Kiedy w końcu dostrzegł planetę, obsypaną kryształami soli, otrząsnął się ze swoich przemyśleń. Wiedział, że Hux będzie na niego wściekły... chociaż to mało powiedziane. Nie chciał nawet się do niego zbliżać.

Ren wylądował w bezpiecznej odległości od bazy, ochrzaniając przez komunikator żołnierzy, którzy prosili go o kod identyfikacyjny. Najwyższy Przywódca nie potrzebuje żadnego kodu.

Kylo wyszedł ze swojego wahadłowca i pewnym krokiem skierował się do wejścia bazy, w której niedawno ukrywał się Ruch Oporu. Już z daleka widział Hux'a, który wpatrywał się w niego morderczym wzrokiem. Ren przełknął ślinę, starając się nie tracić pewności siebie. Nie mógł dać po sobie poznać żadnej emocji. 

Kątem oka widział, jak wzdłuż jego drogi ustawiają się salutujący szturmowcy, tworzący prowizoryczny korytarz. Wzrok Rena skupiał się jedynie na stojącym generale. Z każdym kolejnym krokiem Kylo czuł się coraz słabiej. Obraz przed jego oczami zaczął się rozmywać, zaś nogi pod nim uginały się. Tracił kontrolę nad własnym ciałem.

W końcu białe zbroje żołnierzy zamieniły się w białe ściany, które skądś już znał. Rozejrzał się wokół, nie mogąc uwierzyć własnym oczom. Wszędzie potrafił rozpoznać tą architekturę. Miasto w Chmurach. To właśnie tu spędzał czas przed pójściem do akademii.
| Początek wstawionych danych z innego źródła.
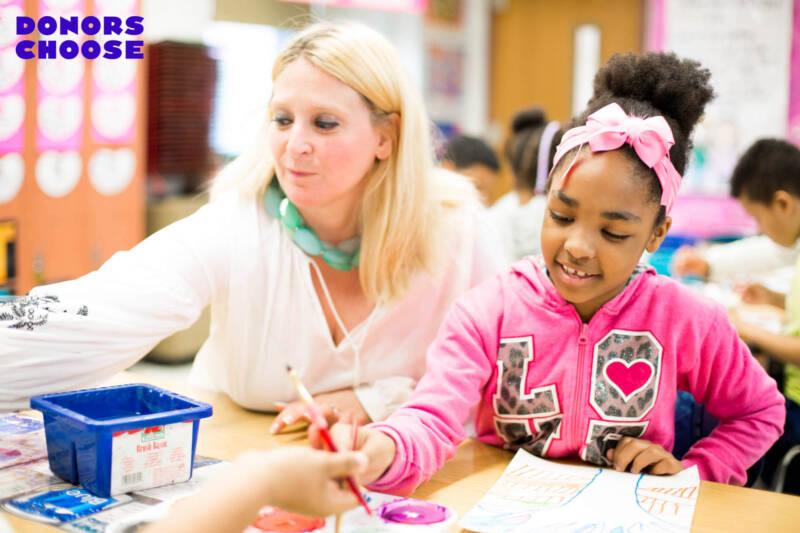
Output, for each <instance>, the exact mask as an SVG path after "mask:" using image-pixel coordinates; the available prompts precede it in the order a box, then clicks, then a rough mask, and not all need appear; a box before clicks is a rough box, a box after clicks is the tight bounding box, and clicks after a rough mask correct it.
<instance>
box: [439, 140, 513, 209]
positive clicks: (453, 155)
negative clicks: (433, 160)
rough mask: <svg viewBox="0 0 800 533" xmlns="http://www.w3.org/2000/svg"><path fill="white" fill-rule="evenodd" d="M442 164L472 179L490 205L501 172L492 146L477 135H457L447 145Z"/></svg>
mask: <svg viewBox="0 0 800 533" xmlns="http://www.w3.org/2000/svg"><path fill="white" fill-rule="evenodd" d="M442 166H443V167H444V168H446V169H447V170H452V171H455V172H458V173H459V174H461V175H464V176H466V177H468V178H469V179H471V180H472V182H473V183H474V184H475V188H477V189H478V193H480V195H481V200H482V201H483V203H484V204H485V205H488V203H489V199H490V198H491V196H492V189H494V184H495V183H496V182H497V178H498V173H499V172H500V162H499V161H498V160H497V154H495V152H494V150H493V149H492V147H491V146H489V145H488V144H486V142H484V141H483V140H481V139H478V138H477V137H469V136H467V135H456V136H455V137H453V138H452V139H450V141H448V143H447V145H446V146H445V149H444V155H443V156H442Z"/></svg>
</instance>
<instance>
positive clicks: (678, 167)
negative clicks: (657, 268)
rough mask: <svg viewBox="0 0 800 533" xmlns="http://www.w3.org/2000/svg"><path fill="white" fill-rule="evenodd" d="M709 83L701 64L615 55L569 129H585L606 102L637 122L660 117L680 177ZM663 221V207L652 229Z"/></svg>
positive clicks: (704, 100)
mask: <svg viewBox="0 0 800 533" xmlns="http://www.w3.org/2000/svg"><path fill="white" fill-rule="evenodd" d="M710 79H711V72H710V71H709V70H708V69H707V68H703V67H702V66H701V65H700V63H698V62H697V61H693V60H691V59H681V58H679V57H678V56H676V55H675V54H672V53H647V54H615V55H614V56H613V57H612V58H611V59H610V60H609V61H608V63H606V64H605V66H603V67H602V68H601V69H600V70H598V71H597V75H595V78H594V94H593V95H592V98H591V100H589V103H588V104H587V108H586V110H585V111H584V112H583V113H582V114H581V115H579V116H578V117H576V118H575V119H574V120H573V123H572V125H571V127H575V126H580V125H583V124H585V123H586V119H587V118H588V116H589V115H591V114H592V113H594V112H595V111H597V110H598V109H600V108H601V107H604V106H606V105H608V104H610V103H617V104H619V106H620V107H622V109H624V110H625V112H626V113H628V114H629V115H633V116H637V117H642V118H647V117H652V116H656V115H661V116H663V117H664V118H665V119H666V120H667V123H668V124H669V126H670V128H671V129H672V135H673V137H674V138H675V144H674V145H673V146H672V148H671V149H670V152H669V155H670V159H671V160H672V164H673V165H675V169H676V170H677V171H678V172H679V173H680V174H681V175H682V174H683V173H684V171H685V170H686V164H687V162H688V159H689V152H690V150H691V148H692V141H691V134H692V130H694V127H695V125H696V124H697V121H698V120H699V119H700V117H701V116H702V114H703V110H704V109H705V106H706V104H708V102H709V101H711V99H712V98H714V89H713V88H712V86H711V82H710ZM621 149H622V150H623V151H625V152H626V153H627V154H628V155H629V156H630V157H631V159H632V160H634V161H635V162H636V164H637V165H638V166H637V168H638V169H639V173H640V174H641V175H642V176H647V177H648V179H649V192H650V196H651V198H652V199H653V200H654V201H656V202H659V201H660V200H661V183H659V181H658V178H657V177H656V175H655V172H653V171H652V170H651V169H649V168H647V166H646V165H645V164H644V163H642V161H641V160H640V159H639V158H638V157H637V156H636V153H635V152H634V151H633V149H632V148H631V147H630V145H628V144H625V145H624V146H623V148H621ZM564 159H568V158H566V157H565V158H564ZM664 216H665V210H664V208H663V206H662V208H661V210H660V211H659V215H658V218H657V220H656V225H658V224H660V223H661V222H663V220H664Z"/></svg>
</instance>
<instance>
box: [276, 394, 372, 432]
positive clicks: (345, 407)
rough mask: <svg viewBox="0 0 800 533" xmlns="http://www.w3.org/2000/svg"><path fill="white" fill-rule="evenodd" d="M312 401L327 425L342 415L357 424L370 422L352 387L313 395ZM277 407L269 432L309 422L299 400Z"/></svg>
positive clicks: (293, 427)
mask: <svg viewBox="0 0 800 533" xmlns="http://www.w3.org/2000/svg"><path fill="white" fill-rule="evenodd" d="M314 403H315V404H317V407H318V409H319V411H320V414H322V416H324V417H325V419H326V420H327V421H328V425H329V426H332V425H333V424H335V423H336V422H338V421H339V420H340V419H341V418H342V417H346V418H348V419H349V420H356V421H357V422H358V423H359V424H366V423H367V422H370V418H369V415H368V414H367V412H366V411H365V410H364V408H363V407H362V406H361V402H359V401H358V397H357V396H356V393H355V392H353V390H352V389H345V390H340V391H336V392H326V393H324V394H318V395H317V396H314ZM278 409H279V410H280V414H279V415H278V416H277V418H275V422H273V423H272V427H270V433H280V432H281V431H283V430H285V429H287V428H289V429H298V427H297V426H298V423H302V427H305V426H306V424H307V423H308V422H309V416H308V412H307V410H306V409H307V408H306V405H305V404H304V403H303V402H301V401H297V402H292V403H289V404H278Z"/></svg>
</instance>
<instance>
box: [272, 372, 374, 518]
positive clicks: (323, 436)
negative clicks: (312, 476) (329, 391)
mask: <svg viewBox="0 0 800 533" xmlns="http://www.w3.org/2000/svg"><path fill="white" fill-rule="evenodd" d="M286 372H288V373H289V377H290V378H291V380H292V382H293V383H294V386H295V388H296V389H297V393H298V394H299V395H300V399H301V400H303V402H305V404H306V406H307V407H308V414H309V416H310V417H311V423H312V424H314V425H315V426H317V427H319V435H320V437H322V440H323V442H325V446H327V447H328V450H330V451H332V452H338V451H339V450H338V449H337V448H336V444H334V443H333V439H332V438H331V434H330V431H328V421H327V420H325V417H324V416H322V414H321V413H320V412H319V410H318V409H317V405H316V404H315V403H314V398H312V396H311V393H309V392H308V389H306V387H305V385H303V382H302V381H300V378H298V377H297V374H295V373H294V370H292V367H291V366H290V365H286ZM346 481H347V486H348V487H350V490H351V491H352V493H353V494H354V495H355V497H356V498H357V499H358V503H360V504H361V505H362V507H364V510H365V511H367V514H369V515H371V514H372V510H371V509H370V508H369V505H367V502H366V500H365V499H364V496H362V495H361V491H360V490H359V489H358V485H357V484H356V480H355V479H353V476H347V478H346Z"/></svg>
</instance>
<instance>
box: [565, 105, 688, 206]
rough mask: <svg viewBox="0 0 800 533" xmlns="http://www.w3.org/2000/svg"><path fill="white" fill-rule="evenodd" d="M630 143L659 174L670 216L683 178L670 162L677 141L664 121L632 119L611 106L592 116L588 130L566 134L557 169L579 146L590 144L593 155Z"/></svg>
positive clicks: (671, 162)
mask: <svg viewBox="0 0 800 533" xmlns="http://www.w3.org/2000/svg"><path fill="white" fill-rule="evenodd" d="M626 142H627V143H628V144H630V145H631V146H632V147H633V150H634V151H635V152H636V155H637V156H639V159H641V160H642V162H643V163H644V164H645V165H647V166H648V167H649V168H651V169H653V171H654V172H655V173H656V176H657V177H658V181H659V182H661V191H662V192H661V205H663V206H665V207H666V209H667V213H669V212H670V209H672V204H673V203H674V202H675V197H676V196H677V194H678V187H680V184H681V175H680V174H679V173H678V171H677V170H675V166H674V165H673V164H672V161H671V160H670V158H669V149H670V148H671V147H672V145H673V144H675V138H674V137H673V136H672V130H671V129H670V127H669V124H667V121H666V120H665V119H664V117H661V116H657V117H650V118H639V117H632V116H629V115H628V114H626V113H625V111H623V110H622V108H621V107H620V106H619V105H618V104H608V105H607V106H605V107H602V108H600V109H598V110H597V111H595V112H594V113H592V114H591V115H589V118H588V119H587V120H586V125H585V126H578V127H577V128H572V129H571V130H569V131H567V132H566V133H565V134H564V137H563V138H562V139H561V144H559V145H558V148H557V149H556V156H555V159H554V160H553V167H554V168H555V166H556V165H557V164H558V162H559V160H560V159H561V158H562V157H563V156H564V154H566V153H567V152H569V151H570V150H572V149H573V148H575V147H576V146H583V145H584V144H587V143H588V144H589V148H591V150H592V152H605V151H608V150H616V149H617V148H619V147H620V146H622V145H623V144H625V143H626ZM577 157H578V156H577V154H576V155H575V159H573V160H572V162H571V163H570V165H569V166H568V167H567V169H566V170H565V171H564V173H563V174H562V179H563V177H566V176H568V175H569V172H570V170H571V169H572V166H573V165H574V164H575V161H576V160H577Z"/></svg>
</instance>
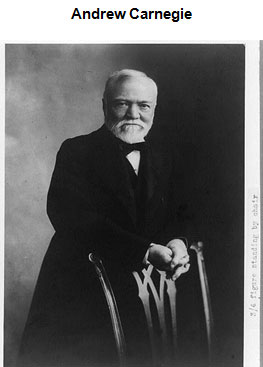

Przed oczami dostrzegł maleńkiego Bena Solo, który ganiał z ogromną, błękitną peleryną na swoich plecach. Była tak na niego za duża, że ledwo utrzymywał ją na swoich ramionach.

- Trzymaj, rycerzu. - Zabrzmiał znajomy głos w jego głowie. - Jedi też w końcu mogą wyglądać stylowo. - Lando Calrissian zdjął z Bena o wiele większą na niego część garderoby i podarował mu mniejszą wersję swojej peleryny. Na twarzy małego Solo zagościł uśmiech i z chęcią przyjął prezent od swojego wujka.

Obydwoje ubrali swoje płaszcze i wesołym krokiem zaczęli spacerować po korytarzu.

Z nurtu wspomnień wyrwał go cienki krzyk Rey. W jej głosie wyczuł desperację i strach. Jego serce momentalnie zabiło mocniej. Słyszał każde pojedyncze bicie. Otoczenie stawało się coraz bardziej wyraźniejsze. Kylo biegł przed siebie, będąc prowadzonym przez Moc. Prowadziła go do tajemniczej dziewczyny.